E sempre tem soma para aplacar sua raiva, reconciliá-lo com seus inimigos, fazer com que seja paciente e estoico. No passado você só poderia realizar essas coisas fazendo um grande esforço e após anos de rigoroso treinamento moral. Agora, você engole dois ou três tabletes de meia grama, e pronto. Agora qualquer um pode ser virtuoso. Você pode levar pelo menos metade de sua moralidade num frasco. Cristianismo sem lágrimas — é isso que soma é.”
“Mas as lágrimas são necessárias. Não se lembra do que disse Otelo? ‘Se após cada tempestade vêm tais calmarias, que soprem os ventos até terem despertado a morte? Há uma história que um desses velhos índios costumava nos contar, sobre a Garota de Mát-saki. O jovem que quisesse casar com ela teria de fazer a capina matinal em seu jardim. Parecia fácil; mas havia moscas e mosqui-tos, mágicos. A maioria dos jovens simplesmente não conseguia aguentar as mordidas e picadas. Mas aquele que conseguiu – conseguiu a garota.”
“Encantador! Mas em países civilizados”, disse o Controlador, “você pode ter garotas sem capinar por elas; e não há quaisquer moscas ou mosquitos para picar você. Livramo-nos de todos eles séculos atrás.”

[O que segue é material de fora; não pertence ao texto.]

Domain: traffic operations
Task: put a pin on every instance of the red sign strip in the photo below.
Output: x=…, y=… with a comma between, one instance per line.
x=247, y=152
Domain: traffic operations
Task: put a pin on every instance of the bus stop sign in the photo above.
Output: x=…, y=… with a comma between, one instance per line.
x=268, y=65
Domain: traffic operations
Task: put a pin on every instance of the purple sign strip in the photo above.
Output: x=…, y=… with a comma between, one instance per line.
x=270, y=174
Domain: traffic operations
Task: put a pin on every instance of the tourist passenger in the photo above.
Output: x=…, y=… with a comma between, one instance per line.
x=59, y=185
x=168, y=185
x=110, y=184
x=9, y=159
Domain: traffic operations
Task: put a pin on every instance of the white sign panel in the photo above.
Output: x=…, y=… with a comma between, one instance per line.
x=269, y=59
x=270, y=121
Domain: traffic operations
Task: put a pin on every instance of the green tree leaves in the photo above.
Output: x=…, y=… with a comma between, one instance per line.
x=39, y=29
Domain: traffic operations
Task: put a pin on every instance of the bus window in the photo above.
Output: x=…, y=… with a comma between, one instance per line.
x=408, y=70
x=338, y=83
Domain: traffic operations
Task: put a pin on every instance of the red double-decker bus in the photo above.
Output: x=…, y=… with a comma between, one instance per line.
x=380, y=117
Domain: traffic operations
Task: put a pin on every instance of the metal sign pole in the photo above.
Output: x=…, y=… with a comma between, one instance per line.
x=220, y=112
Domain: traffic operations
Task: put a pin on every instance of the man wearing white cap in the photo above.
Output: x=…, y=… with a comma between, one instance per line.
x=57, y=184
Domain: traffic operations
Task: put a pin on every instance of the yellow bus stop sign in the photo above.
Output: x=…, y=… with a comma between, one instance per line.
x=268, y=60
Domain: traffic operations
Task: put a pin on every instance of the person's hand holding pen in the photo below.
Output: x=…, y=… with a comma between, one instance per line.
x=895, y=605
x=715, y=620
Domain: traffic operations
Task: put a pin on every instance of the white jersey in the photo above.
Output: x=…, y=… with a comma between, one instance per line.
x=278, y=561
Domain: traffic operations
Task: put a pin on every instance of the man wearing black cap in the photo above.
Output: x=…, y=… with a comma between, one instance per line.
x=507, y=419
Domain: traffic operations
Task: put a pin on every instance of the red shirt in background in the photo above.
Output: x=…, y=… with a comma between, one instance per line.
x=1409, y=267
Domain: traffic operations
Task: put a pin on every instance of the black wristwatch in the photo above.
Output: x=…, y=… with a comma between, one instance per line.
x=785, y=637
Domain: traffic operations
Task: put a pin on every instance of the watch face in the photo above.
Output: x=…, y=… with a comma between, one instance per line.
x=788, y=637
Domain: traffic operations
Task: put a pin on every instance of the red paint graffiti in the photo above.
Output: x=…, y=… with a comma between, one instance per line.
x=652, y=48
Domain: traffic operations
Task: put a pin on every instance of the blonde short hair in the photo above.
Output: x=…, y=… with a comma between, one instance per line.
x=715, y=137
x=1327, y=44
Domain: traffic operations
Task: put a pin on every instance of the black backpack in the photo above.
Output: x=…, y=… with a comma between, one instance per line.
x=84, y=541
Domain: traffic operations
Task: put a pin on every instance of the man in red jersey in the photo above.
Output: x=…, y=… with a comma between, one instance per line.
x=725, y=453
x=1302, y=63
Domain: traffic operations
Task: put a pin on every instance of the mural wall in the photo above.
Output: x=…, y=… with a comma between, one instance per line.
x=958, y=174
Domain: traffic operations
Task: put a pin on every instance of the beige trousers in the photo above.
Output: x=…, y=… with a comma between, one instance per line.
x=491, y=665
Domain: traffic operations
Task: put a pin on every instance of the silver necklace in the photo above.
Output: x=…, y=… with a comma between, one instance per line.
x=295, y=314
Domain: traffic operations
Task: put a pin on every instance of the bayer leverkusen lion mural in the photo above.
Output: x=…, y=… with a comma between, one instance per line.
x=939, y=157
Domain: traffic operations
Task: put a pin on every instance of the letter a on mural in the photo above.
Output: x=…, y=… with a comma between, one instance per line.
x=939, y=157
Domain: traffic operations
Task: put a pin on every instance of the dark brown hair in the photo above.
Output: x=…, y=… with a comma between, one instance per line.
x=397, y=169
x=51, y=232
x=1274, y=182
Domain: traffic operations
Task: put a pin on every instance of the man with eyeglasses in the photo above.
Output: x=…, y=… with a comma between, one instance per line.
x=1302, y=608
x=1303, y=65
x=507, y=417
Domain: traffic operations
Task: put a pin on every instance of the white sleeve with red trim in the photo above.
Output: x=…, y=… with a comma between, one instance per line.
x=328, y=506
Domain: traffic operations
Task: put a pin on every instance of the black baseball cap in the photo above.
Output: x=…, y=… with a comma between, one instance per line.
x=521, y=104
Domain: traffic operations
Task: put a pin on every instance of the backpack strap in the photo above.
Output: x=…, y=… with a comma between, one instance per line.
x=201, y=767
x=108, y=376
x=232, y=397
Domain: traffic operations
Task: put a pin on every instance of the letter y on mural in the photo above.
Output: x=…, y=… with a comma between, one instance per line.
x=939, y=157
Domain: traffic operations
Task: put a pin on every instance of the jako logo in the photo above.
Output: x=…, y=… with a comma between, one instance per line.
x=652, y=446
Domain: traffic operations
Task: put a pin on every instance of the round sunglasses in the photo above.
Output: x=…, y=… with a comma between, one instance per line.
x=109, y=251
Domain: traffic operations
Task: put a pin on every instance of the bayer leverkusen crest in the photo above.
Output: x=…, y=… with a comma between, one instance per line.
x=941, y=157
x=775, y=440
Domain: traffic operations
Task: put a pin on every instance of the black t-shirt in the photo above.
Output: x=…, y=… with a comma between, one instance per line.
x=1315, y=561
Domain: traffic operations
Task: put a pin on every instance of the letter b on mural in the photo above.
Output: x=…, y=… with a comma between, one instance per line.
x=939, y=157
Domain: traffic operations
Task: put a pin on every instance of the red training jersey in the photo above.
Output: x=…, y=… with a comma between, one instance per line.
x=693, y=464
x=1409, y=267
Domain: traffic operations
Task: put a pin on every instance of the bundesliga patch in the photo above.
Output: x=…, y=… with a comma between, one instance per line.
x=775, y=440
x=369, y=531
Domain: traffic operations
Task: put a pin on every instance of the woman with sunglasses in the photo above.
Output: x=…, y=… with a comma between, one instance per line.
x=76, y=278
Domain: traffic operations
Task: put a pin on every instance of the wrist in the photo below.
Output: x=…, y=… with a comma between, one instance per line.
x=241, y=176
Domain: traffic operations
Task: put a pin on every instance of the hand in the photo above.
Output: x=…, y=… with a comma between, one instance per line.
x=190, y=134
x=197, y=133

O Selvagem assentiu, franzindo a testa. “Vocês se livraram de-les. Sim, isso é típico de vocês. Livrando-se de tudo o que é desagradável em vez de aprender a suportá-lo. Saber se é mais nobre na mente suportar as pedradas e flechas da fortuna atroz ou tomar armas contra as vagas de aflições e, ao afrontá-las, dar-lhes fim…
Mas vocês não fazem nenhum dos dois. Nem sofrer nem se opor. Vocês apenas aboliram os estilingues e as flechas. É fácil demais… O que vocês precisam”, continuou o Selvagem, “é de algo com lágrimas, para variar… Viver perigosamente não tem sua graça?”
“Muita”, replicou o Controlador. “Homens e mulheres devem ter suas suprarrenais estimuladas de vez em quando… É uma das condições para uma saúde perfeita. É por isso que fizemos com que os tratamentos S.P.V. sejam compulsórios.”
“S.P.V.?”
“‘Substituto da Paixão Violenta. Uma vez por mês inundamos todo o sistema de adrenalina. É o exato equivalente fisiológico do medo e da raiva. Todos os efeitos tônicos de assassinar Desdêmona e ser assassinada por Otelo sem nenhuma das inconveniências.”
“Mas eu gosto de inconveniências.”
“Nós não”, disse o Controlador. “Preferimos fazer as coisas confortavelmente.”
“Mas eu não quero conforto. Eu quero Deus, quero poesia, quero perigo real, quero liberdade. Quero bondade. Quero pecado.”
“Na verdade”, disse o Controlador, “você está reivindicando o direito de ser infeliz.”
“Tudo bem, então”, disse o Selvagem, desafiador. “Estou reivindicando o direito de ser infeliz.”
“Sem falar no direito de ficar velho, feio e impotente; o direito de ter sífilis e câncer; o direito de ter muito pouco o que comer; o direito de ser horrível; o direito de viver em constante apreensão quanto ao que vai acontecer amanhã; o direito de pegar tifo; o direito de ser torturado por dores indizíveis de todo tipo.”
Houve um longo silêncio.
“Reivindico tudo isso”, disse o Selvagem afinal.
Mustafá Mond deu de ombros. “Disponha”, disse ele!